Relay-Version: version B 2.10 5/3/83; site utzoo.UUCP
Path: utzoo!mnetor!seismo!rochester!cornell!uw-beaver!mit-eddie!husc6!think!ames!ucbcad!ucbvax!TOPAZ.RUTGERS.EDU!hedrick
From: hedrick@TOPAZ.RUTGERS.EDU (Charles Hedrick)
Newsgroups: comp.protocols.tcp-ip
Subject: Ethernet meltdowns
Message-ID: <8707081440.AA00679@topaz.rutgers.edu>
Date: Wed, 8-Jul-87 10:40:32 EDT
Article-I.D.: topaz.8707081440.AA00679
Posted: Wed Jul  8 10:40:32 1987
Date-Received: Sat, 11-Jul-87 06:59:46 EDT
Sender: daemon@ucbvax.BERKELEY.EDU
Distribution: world
Organization: The ARPA Internet
Lines: 179

During the last week or so we have run into several oddities on our
Ethernets that I thought might interest this group.  Nothing that will
surprise any veterans, but sometimes war stories are useful to people
trying to figure out what is going on with their own net.

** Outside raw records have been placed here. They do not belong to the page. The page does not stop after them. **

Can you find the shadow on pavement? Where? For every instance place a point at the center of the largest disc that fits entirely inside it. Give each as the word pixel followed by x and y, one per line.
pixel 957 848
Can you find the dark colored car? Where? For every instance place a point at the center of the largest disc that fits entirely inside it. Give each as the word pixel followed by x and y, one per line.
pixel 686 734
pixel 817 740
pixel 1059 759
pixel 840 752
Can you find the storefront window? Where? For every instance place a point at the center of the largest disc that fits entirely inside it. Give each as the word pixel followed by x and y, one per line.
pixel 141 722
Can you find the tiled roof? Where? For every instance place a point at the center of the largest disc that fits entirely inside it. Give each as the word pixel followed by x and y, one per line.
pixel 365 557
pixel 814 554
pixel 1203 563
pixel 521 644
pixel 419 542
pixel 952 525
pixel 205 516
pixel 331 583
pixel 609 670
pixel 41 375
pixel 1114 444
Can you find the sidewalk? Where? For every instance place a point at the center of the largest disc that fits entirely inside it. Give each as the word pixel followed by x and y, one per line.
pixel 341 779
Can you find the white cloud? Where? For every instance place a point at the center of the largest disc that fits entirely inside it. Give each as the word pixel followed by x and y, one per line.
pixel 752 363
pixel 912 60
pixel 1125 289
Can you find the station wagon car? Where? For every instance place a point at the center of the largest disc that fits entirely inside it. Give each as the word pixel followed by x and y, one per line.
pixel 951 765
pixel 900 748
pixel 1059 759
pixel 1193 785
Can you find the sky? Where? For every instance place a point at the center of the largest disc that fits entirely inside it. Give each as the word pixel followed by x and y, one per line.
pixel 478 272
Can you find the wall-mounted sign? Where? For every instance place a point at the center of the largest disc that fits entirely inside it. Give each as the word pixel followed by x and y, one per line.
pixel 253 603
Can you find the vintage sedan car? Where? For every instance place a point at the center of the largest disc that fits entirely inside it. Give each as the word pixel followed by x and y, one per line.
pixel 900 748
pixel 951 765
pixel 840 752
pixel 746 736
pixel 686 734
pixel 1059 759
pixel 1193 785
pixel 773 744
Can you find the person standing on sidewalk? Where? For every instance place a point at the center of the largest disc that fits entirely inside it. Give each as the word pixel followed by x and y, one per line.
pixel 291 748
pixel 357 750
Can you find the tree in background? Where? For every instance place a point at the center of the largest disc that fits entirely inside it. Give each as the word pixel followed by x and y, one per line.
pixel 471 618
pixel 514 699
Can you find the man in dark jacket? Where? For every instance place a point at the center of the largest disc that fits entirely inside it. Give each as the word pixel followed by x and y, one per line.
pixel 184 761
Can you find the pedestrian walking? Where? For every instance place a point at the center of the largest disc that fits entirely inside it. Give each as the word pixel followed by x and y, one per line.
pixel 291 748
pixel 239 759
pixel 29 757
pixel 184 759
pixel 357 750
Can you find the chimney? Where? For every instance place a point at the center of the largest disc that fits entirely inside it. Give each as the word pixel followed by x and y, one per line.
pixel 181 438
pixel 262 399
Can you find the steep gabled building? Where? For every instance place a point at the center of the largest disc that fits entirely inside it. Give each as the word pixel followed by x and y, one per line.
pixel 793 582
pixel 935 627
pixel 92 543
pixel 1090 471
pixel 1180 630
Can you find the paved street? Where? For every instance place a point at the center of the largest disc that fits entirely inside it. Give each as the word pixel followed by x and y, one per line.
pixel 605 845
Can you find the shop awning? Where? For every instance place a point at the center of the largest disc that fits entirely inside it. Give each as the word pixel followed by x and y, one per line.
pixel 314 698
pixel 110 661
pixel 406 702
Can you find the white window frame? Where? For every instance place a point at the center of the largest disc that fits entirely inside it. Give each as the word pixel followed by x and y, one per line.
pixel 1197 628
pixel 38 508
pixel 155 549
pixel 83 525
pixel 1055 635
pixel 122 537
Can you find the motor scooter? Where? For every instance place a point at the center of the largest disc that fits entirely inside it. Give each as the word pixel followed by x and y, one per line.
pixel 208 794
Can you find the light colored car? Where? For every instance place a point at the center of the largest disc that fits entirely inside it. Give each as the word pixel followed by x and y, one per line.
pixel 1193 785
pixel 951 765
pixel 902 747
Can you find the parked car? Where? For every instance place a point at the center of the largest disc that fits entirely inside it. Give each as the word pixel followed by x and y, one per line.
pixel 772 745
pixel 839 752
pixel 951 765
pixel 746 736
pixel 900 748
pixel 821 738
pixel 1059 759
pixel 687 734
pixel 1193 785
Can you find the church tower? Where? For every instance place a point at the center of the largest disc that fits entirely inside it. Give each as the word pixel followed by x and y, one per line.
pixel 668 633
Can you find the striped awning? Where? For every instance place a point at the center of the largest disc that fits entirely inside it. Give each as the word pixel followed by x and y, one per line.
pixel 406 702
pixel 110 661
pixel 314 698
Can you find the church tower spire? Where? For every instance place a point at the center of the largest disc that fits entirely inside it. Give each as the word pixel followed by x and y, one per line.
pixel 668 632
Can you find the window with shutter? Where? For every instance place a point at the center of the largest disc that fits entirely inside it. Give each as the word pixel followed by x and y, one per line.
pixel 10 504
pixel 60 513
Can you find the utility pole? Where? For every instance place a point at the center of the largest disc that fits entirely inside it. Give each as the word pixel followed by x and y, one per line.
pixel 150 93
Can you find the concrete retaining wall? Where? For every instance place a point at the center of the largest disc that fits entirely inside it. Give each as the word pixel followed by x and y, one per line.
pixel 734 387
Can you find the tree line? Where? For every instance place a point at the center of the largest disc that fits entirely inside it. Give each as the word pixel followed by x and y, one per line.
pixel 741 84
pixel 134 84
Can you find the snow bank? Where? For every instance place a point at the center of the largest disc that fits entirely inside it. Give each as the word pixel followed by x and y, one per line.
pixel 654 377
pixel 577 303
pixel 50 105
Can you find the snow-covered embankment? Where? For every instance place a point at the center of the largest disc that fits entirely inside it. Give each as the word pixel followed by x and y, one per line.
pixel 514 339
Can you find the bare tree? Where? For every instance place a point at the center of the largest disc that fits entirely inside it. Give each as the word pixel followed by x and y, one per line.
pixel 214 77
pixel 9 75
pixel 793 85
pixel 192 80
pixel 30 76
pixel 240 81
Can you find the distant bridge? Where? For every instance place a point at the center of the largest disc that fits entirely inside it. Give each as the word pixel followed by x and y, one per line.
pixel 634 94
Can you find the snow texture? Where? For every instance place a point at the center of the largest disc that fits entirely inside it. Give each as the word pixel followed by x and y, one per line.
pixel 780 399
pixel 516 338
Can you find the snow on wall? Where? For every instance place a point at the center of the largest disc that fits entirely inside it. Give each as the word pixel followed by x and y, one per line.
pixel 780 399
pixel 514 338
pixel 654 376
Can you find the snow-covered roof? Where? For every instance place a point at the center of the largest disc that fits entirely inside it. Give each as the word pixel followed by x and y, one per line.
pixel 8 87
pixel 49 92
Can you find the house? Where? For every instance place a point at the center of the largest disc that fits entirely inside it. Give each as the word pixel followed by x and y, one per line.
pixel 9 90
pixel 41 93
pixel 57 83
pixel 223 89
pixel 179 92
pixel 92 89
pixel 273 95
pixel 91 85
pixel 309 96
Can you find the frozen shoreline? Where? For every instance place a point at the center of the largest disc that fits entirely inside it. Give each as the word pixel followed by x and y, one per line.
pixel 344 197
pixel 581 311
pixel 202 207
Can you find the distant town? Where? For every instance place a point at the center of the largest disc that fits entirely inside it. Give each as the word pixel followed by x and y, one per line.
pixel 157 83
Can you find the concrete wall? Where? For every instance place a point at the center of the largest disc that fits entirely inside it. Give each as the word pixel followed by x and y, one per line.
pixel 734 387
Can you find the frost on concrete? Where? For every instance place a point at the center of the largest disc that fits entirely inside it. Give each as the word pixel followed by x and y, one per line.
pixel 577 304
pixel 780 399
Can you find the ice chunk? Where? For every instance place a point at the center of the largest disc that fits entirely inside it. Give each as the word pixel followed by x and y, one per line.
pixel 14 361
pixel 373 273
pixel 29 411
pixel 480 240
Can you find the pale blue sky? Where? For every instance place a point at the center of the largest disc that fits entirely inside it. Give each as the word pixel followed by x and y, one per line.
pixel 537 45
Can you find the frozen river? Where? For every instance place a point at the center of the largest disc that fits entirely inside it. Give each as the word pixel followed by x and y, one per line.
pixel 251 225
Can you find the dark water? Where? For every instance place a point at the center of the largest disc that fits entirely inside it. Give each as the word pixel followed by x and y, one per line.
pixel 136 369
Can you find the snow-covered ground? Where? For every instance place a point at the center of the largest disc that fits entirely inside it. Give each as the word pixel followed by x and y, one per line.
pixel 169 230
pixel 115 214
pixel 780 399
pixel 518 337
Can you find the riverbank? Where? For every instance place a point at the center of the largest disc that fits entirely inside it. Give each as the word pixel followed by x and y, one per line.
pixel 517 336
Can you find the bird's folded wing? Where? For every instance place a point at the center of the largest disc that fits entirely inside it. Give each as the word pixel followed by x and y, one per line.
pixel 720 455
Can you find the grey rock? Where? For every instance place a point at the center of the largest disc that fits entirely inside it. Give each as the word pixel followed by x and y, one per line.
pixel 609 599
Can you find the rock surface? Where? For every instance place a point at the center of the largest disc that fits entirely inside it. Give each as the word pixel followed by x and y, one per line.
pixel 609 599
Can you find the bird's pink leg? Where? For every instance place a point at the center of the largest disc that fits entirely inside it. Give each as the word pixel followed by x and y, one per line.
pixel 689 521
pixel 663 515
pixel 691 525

For several months, we have been having mysterious software problems
on one Ethernet.  THis is our "miscelleanous" network.  No diskless
Suns.  Several Unix timesharing systems, a few VMS machines, a DEC-20,
and some Xerox Interlisp-D machines.  The problems:
  - every week or so, all of our Bridge terminal servers crashed.
	When it happened, they all crashed at the same time.
  - fairly rarely, a Celerity Unix system would run out of mbufs.
  - a Kinetics Ethernet/Appletalk gateway running the kip 
	code would hang or crash (not sure which) every few days

We sent a dump of the Bridge crash to Bridge.  Celerity wouldn't talk
to us because we made a few changes to the kernel.  Kinetics swapped
hardware for us, so we knew it wasn't hardware, but we still haven't
figured out how to debug the problem.  (The author of the software
suspects the Ethernet device driver, but it's going to take us months
to learn enough about the infamous Intel Ethernet chip to find a
subtle device-level problem.  Typical known problem: packet sizes that
are a multiple of 18 bytes hang the hardware when the phase of the
moon is wrong.  How's a bunch of poor Unix hackers gonna debug a
system where the critical chip has a 1/4 inch thick bug list, which we
don't have a copy of.)  Anyway, Bridge finally came back with a
response that unfortunately I have only second-hand "We got a very
high rate of packets from two different Ethernet addresses each
claiming to be the same Internet address.  This shouldn't cause us
problems, but does.  We found the problem, and it will be fixed in the
next release."  They gave us the two Ethernet addresses and the
Internet address.  Two Celerities were claiming to be some other
machine.  So we break out our trusty copy of etherfind.  (This is a
Sun utility that lets you look at packets.  There's a fairly general
way of specifying which ones you want to see, and they will decode the
source, destination, and protocol types for IP.  We've got lots of
Ethernet debugging tools, but this is by far the most useful for this
kind of problem.)  It turns out that the Celerities have the infamous
bug that causes them to get the addresses wrong in ICMP error
messages.  Before proceeding with the war story, let me list the 
classic 4.2 bugs that lead to network problems:

1) Somebody sends to a broadcast address that you don't understand.
There are 6 possible broadcast addresses.  For a subnetted network
128.6.4, they are 255.255.255.255, 128.6.4.255, (the correct ones by
current standards) 128.6.255.255 (for machines that don't know about
subnetting), and the corresponding ones for machines that use the old
standards: 0.0.0.0, 128.6.4.0, and 128.6.0.0.  We have enough of a
combination of software versions that there is no one broadcast
address that all of our machines understand.  So suppose somebody
sends to 128.6.4.255.  Our 4.2 machines, which expect 0.0.0.0 or
128.6.0.0, see this as an attempt to connect to host 255 on the local
subnet.  Since IP forwarding is on by default, they helpfully decide
to forward it.  Thus they issue ARP requests for the address
128.6.4.255.  Presumably nobody responds.  So the net effect is that
each broadcast results in every 4.2 machine on the Ethernet issing an
ARP request, all at the same time.  This causes massive collisions,
and also every machine has to look at all those the ARP requests and
throw it away.  This will tend to cause a momentary pause in normal
processing.

2) Same scenario, but somebody has turned off ipforwarding on all the
4.2 machines.  Alas, this simply causes all the 4.2 machines to issue
ICMP unreachable messages back to the original sender.  This still
results in massive collisions, but at least this time only one machine
(the one that sent the broadcast) has to process the fallout.  That's
if everything works.  Unfortunately, some 4.2 versions have an error
in setting up the headers for the error message.  They forget to
reverse the source and destination, as I recall.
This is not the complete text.